グラフベース関係性学習という「よい方法」と蓄積した独自の質の高い試験データによる「よいデータ」

定款変更を前提に創薬、医薬品の開発に踏み込む

 協業するTransgeneは、1897年にフランスで設立したバイオテクノロジー企業。兄弟会社として、検査および診断の大手企業であるビオメリューがあり、1988年に上場している。

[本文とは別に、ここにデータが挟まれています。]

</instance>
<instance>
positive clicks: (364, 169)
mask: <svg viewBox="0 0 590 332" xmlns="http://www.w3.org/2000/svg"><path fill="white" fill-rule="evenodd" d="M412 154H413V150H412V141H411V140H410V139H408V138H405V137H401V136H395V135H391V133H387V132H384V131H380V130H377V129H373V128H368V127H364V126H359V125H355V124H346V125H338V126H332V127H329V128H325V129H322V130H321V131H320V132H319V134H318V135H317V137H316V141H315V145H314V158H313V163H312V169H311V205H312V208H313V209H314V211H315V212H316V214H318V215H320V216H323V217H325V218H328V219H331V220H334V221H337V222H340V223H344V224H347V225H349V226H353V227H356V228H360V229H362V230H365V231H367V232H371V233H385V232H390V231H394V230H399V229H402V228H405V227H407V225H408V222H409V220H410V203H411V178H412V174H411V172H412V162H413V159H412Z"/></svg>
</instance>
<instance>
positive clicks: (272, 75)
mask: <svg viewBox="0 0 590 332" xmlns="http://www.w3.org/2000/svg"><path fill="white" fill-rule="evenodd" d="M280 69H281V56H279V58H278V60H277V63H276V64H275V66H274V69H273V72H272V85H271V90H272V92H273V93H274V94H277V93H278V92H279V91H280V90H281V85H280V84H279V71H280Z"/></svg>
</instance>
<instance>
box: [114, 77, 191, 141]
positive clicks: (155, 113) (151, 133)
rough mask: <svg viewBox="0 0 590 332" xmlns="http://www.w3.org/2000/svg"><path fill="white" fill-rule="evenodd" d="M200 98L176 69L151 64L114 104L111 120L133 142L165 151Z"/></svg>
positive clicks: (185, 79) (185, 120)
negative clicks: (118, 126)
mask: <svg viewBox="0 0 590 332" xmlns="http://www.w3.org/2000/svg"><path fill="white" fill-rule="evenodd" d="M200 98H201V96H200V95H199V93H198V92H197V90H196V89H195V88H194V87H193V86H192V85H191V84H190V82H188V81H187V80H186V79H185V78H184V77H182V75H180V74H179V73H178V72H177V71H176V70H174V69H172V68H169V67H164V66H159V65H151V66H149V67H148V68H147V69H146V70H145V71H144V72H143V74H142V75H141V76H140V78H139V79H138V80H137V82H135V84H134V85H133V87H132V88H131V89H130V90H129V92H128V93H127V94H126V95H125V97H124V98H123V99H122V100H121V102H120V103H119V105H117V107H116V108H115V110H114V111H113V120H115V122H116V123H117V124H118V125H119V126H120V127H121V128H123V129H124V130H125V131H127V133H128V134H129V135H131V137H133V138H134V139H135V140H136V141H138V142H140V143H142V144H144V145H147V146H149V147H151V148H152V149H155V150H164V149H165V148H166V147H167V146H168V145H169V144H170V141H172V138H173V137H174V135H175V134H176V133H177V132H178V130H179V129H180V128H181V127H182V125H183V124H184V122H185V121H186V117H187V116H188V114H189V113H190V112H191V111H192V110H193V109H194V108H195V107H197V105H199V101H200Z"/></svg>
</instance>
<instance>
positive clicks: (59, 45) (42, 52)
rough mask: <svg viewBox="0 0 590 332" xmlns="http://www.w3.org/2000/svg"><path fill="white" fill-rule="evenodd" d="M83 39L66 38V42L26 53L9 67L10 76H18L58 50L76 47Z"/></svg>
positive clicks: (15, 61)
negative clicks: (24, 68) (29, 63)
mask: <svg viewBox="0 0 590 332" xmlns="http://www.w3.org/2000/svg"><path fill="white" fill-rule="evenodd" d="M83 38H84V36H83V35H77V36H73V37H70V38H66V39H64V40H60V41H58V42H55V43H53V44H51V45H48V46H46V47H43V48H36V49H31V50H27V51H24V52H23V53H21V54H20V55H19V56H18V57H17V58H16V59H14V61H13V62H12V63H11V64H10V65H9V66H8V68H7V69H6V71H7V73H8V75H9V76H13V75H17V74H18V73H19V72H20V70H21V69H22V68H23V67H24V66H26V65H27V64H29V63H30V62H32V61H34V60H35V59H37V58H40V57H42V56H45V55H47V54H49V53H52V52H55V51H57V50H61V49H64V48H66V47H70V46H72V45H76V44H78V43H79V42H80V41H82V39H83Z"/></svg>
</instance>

 Transgene エグゼクティブバイスプレジデント兼最高科学責任者のエリック・ケメナー(Eric QUEMENEUR)博士は、「個別化がんワクチンの開発は、他社との協業が重要であり、それぞれが持つ専門知識とノウハウを生かす必要がある。NECには、高い技術力がある。NECとの協業によって、強力なウイルスに関する技術とIT技術をバックボーンに持つことができるとともに、NECとはビジョンを共有でき、長期にビジネスを行なえるパートナーにもなれる。この取り組みで開発する個別化ネオアンチゲンワクチンは『TG4050』と呼び、われわれが収集したゲノム情報などのデータをもとに、NECのAIを活用して分析を行ない、それをもとに当社が薬を製造し、患者に投与することになる。再発卵巣がんの臨床試験はフランスで実施し、再発頭頸部がんについては、英国とフランスで実施する。NECとの協業では、他の疾患でも研究を開始するとともに、グローバルに事業を拡大し、価値を届けたい」とした。

Transgene エグゼクティブバイスプレジデント兼最高科学責任者のエリック・ケメナー(Eric QUEMENEUR)博士

 過去、がんの創薬研究において、NECは高知大学や山口大学と、長年に渡って取り組んできた経緯がある。また、2016年12月には、NECのAI技術を活用して創薬に取り組む先行実証例として、CYTLIMICを設立。2019年4月には、生物医学ソフトウェアによる高度な患者データ解析を行なう米BostonGeneに出資している。そして、今回のネオアンチンゲン予測システムによって、NECは、がん治療の向上を目指す国際コンソーシアムであるTESLA(TumorneoantigEn SeLection Alliance)への参画が認められ、がん治療の向上の世界的な取り組みにも貢献するという。

 藤川氏は「NECは、創薬事業を行なう会社になる」と前置きしつつ、「近年ではゲノム解析技術の進展により、AIによる膨大なデータ処理が求められており、創薬とAIの結びつきは緊密なものとなっている。だが、他社がAIやITツールなどを活用して、創薬支援をするのに留まっているのに対して、NECは創薬、医薬品の開発に取り組み、患者に薬を届ける事業を行なう。AIを用いた免疫治療領域のInnovation Firmとして、がん、感染症、自己免疫疾患に特価した先進的免疫医療法を実現し、患者に負担が少ない治療を目指す」とした。

創薬支援ではなく、創薬、医薬品の開発に取り組む

 NECでは、創薬事業のビジョンに「患者さんとご家族に希望にあふれる未来を届けるために」を掲げる一方、2019年6月に開催する株主総会で、定款変更の議案を付議し、「医薬品、医薬部外品、試薬その他の化学製品の製造および販売、その他の処分ならびに医療支援サービスおよび検査サービスの提供」を盛り込む。なお、創薬事業の経営指標を事業価値としたのは、「今回のような新規事業については、売り上げ規模や利益で評価するのではなく、事業価値で判断するのが最適と判断した。ベンチャー企業が売上高や利益で評価されていないのと同じである。将来のキャッシュフローから逆算し、売却したときにどれぐらいの価値があるのかという指標が重要である」(藤川氏)と説明した。